Reputation: 46
I want to add a column after the agg() function with the number of non-NaNs. "len" does not distinguish between NaNs and non-Nans. In the example bellow, I am exploring the fact that np.sum and np.mean only use non-NaNs into account. But there must be a better way of reaching the same result?
import pandas as pd
import numpy as np
df = pd.DataFrame({'a': [1, 1, 1, 0, 0, 0], 'b': [4, np.NaN, 2, 1, 6, np.NaN]})
df = df.groupby("a")['b'].agg([np.sum, np.mean, np.median, np.std, len])
df['count_non_nan'] = df['sum'] / df['mean']
df
Upvotes: 0
Views: 96
Reputation: 31011
Define a function counting non-null values in the source Series:
def countNotNull(grp):
return grp.notnull().sum()
Don't be misguided by the name of notnull function.
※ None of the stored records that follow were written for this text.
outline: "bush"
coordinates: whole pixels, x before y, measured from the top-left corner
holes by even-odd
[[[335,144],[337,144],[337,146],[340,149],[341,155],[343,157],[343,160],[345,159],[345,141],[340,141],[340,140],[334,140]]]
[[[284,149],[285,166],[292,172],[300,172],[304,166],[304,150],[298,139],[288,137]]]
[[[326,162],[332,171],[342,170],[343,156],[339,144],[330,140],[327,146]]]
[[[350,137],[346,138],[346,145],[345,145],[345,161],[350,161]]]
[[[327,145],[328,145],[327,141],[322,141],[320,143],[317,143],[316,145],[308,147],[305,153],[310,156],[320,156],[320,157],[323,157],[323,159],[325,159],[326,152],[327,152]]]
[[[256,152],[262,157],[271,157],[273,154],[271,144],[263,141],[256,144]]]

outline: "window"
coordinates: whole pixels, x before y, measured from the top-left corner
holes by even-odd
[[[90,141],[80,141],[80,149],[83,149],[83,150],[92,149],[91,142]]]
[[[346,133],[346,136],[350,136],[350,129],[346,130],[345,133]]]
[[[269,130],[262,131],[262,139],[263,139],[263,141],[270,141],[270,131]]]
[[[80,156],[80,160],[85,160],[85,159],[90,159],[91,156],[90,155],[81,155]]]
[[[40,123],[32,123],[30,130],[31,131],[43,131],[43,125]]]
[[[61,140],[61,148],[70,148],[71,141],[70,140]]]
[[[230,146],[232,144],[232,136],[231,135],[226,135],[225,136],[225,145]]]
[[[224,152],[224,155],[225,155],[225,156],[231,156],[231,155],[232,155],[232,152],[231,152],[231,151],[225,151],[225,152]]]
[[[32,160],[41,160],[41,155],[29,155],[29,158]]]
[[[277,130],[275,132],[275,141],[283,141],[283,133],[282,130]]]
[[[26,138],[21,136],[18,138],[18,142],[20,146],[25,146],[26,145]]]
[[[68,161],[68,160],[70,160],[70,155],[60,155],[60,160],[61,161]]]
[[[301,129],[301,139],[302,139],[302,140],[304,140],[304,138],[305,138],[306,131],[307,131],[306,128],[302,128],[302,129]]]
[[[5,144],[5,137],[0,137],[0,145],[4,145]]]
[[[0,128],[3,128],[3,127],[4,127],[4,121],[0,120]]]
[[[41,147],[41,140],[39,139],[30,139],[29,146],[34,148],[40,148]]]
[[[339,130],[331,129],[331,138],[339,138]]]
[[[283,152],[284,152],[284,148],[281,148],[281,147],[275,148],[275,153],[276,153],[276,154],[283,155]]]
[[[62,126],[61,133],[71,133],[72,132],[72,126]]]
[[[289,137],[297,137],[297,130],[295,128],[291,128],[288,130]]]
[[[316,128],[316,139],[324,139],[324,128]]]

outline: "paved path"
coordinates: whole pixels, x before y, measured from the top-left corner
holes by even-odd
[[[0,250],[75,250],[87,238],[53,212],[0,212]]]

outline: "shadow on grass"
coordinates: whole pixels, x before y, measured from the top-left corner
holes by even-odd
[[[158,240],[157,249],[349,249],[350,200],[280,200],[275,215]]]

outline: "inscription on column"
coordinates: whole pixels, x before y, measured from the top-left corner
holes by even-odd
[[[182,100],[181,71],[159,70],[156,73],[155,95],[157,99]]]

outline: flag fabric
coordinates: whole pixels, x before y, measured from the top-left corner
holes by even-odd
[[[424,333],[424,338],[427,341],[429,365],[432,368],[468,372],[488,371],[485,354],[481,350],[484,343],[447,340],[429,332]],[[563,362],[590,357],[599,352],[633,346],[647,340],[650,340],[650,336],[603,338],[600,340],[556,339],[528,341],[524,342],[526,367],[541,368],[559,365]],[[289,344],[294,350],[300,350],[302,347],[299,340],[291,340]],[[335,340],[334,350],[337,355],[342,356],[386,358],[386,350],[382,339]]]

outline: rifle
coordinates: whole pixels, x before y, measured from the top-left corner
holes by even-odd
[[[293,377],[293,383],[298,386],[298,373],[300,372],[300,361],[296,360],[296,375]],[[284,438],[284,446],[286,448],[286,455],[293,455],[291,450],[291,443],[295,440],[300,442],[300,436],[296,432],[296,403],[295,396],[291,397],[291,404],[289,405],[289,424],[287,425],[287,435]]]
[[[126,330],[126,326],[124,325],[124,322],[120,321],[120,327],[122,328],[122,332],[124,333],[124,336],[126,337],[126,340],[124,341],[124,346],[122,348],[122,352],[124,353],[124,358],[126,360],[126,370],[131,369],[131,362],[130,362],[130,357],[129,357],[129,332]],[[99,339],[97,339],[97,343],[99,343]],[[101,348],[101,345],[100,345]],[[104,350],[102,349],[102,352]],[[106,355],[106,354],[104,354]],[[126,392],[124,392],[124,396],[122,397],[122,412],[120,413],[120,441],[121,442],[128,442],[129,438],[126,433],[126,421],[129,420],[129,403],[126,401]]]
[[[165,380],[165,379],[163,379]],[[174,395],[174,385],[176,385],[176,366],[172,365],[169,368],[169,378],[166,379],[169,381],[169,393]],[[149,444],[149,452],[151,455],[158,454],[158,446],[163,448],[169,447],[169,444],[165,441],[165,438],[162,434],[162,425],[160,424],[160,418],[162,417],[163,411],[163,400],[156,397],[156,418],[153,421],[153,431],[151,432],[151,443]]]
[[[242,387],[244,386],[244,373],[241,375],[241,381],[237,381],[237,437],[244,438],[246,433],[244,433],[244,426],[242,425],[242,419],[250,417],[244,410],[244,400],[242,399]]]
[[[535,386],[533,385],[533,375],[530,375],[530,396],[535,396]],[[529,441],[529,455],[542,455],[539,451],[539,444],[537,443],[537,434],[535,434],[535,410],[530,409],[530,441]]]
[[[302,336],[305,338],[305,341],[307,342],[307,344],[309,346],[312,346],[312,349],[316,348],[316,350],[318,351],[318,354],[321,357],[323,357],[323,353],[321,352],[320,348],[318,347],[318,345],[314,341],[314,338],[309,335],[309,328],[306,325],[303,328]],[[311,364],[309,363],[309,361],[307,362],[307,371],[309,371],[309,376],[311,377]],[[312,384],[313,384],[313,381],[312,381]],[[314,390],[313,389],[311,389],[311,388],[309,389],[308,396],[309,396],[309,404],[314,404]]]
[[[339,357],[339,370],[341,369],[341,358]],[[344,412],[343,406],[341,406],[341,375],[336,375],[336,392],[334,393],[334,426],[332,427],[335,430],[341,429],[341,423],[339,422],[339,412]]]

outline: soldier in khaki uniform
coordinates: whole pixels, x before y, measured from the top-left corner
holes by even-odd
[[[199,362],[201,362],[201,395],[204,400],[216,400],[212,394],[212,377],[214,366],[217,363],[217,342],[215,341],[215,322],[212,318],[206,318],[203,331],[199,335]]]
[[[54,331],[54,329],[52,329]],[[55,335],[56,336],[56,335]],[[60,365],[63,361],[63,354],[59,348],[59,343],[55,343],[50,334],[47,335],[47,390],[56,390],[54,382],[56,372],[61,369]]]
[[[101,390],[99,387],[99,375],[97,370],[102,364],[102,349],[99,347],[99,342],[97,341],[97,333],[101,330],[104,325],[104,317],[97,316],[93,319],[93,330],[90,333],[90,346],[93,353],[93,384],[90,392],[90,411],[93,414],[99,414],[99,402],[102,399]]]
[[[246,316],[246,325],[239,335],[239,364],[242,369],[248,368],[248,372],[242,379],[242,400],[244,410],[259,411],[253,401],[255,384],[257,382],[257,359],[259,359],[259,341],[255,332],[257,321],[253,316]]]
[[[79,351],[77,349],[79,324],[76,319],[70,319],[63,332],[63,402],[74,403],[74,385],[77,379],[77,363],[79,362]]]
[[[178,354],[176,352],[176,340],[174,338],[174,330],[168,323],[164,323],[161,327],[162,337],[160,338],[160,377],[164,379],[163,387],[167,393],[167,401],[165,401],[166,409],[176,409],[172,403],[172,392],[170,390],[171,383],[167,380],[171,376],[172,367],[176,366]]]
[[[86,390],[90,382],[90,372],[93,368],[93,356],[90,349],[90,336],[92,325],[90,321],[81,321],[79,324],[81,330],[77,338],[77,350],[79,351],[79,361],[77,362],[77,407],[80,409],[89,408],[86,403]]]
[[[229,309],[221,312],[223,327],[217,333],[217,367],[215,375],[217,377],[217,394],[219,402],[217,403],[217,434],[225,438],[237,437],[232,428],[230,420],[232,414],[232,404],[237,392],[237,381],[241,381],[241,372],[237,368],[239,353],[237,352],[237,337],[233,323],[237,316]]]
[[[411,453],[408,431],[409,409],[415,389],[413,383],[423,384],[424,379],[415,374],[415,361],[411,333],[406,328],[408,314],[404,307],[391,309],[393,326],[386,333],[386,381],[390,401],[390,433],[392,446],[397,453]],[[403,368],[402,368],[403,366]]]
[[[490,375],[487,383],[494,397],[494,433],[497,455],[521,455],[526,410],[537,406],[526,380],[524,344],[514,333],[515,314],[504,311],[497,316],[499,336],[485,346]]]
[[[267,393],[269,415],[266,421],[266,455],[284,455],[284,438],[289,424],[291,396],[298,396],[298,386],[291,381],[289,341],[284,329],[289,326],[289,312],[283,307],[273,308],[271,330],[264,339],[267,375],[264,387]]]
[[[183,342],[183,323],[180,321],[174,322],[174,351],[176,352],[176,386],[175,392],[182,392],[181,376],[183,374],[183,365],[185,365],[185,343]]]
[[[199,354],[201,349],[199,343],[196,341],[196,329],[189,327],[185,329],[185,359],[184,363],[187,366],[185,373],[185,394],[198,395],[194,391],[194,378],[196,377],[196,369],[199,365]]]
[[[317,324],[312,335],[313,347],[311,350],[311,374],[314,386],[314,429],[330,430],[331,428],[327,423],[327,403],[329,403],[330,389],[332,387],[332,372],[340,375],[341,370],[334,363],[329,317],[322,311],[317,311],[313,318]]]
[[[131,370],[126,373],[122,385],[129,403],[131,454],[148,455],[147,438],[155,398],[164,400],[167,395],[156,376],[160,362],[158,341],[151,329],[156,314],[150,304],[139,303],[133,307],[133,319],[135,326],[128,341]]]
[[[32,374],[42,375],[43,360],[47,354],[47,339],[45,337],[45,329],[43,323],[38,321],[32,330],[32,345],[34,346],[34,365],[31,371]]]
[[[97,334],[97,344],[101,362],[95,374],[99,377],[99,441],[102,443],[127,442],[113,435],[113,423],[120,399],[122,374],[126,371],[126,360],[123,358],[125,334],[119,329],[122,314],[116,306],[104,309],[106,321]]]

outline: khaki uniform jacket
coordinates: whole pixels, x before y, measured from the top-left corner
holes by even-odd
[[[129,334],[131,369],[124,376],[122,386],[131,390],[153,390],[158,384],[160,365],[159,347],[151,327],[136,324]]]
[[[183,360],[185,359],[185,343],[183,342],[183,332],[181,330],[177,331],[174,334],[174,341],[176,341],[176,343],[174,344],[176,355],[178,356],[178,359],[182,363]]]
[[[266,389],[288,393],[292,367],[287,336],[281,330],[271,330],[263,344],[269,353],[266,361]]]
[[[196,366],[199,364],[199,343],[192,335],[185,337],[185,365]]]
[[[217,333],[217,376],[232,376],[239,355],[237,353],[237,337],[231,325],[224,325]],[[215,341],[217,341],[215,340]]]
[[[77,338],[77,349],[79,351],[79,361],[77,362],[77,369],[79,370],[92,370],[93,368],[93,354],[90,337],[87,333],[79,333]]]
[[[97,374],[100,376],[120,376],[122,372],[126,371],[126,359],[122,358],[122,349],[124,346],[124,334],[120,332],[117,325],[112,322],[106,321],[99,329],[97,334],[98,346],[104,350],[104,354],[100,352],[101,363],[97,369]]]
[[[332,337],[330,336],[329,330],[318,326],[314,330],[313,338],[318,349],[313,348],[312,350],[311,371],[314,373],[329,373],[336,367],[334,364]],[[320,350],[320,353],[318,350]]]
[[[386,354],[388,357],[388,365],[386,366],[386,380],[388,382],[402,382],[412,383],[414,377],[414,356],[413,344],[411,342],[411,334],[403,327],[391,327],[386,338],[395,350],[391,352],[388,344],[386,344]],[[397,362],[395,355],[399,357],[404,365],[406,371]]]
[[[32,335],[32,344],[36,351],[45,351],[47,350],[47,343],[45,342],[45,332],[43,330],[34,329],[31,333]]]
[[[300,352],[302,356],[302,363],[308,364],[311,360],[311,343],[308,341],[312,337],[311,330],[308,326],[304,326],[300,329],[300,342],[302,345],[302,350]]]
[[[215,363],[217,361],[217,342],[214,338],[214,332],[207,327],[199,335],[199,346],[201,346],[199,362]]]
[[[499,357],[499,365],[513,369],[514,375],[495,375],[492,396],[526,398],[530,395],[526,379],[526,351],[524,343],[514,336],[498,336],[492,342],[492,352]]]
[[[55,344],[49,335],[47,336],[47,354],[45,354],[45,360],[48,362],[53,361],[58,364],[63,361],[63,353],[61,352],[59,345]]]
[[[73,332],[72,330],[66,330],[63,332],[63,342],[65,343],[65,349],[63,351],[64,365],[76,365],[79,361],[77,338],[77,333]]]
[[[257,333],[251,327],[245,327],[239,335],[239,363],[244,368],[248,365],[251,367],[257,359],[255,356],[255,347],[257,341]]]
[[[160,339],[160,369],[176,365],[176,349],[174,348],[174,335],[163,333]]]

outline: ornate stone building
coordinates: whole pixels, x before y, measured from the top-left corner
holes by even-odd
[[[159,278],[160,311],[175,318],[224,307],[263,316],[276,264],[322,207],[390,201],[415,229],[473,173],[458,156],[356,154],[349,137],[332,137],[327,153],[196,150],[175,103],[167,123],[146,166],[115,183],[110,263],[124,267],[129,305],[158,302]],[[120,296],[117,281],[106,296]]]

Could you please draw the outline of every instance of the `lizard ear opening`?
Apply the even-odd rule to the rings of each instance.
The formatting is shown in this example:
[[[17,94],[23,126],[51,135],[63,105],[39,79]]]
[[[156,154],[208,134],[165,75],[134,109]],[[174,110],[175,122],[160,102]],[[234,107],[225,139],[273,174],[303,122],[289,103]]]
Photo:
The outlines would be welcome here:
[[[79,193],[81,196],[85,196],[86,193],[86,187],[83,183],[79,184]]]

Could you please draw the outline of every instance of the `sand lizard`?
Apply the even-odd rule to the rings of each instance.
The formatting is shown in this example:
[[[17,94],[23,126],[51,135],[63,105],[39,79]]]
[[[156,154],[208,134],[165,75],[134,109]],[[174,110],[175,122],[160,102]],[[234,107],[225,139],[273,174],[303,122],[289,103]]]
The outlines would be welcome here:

It takes into account also NaN values.
Then include this function in your aggregation:
df.groupby("a")['b'].agg([np.sum, np.mean, np.median, np.std, len, countNotNull])
The result is:
sum mean median std len countNotNull
a
0 7.0 3.5 3.5 3.535534 3.0 2.0
1 6.0 3.0 3.0 1.414214 3.0 2.0
Upvotes: 0
Reputation: 37
Replace np.NaN's with 0.
import pandas as pd
import numpy as np
df = pd.DataFrame({'a': [1, 1, 1, 0, 0, 0], 'b': [4, np.NaN, 2, 1, 6, np.NaN]})
df = df.replace(np.nan, 0)
df = df.groupby("a")['b'].agg([np.sum, np.mean, np.median, np.std, len])
df['count_non_nan'] = df['sum'] / df['mean']
df
print(df)
Upvotes: 1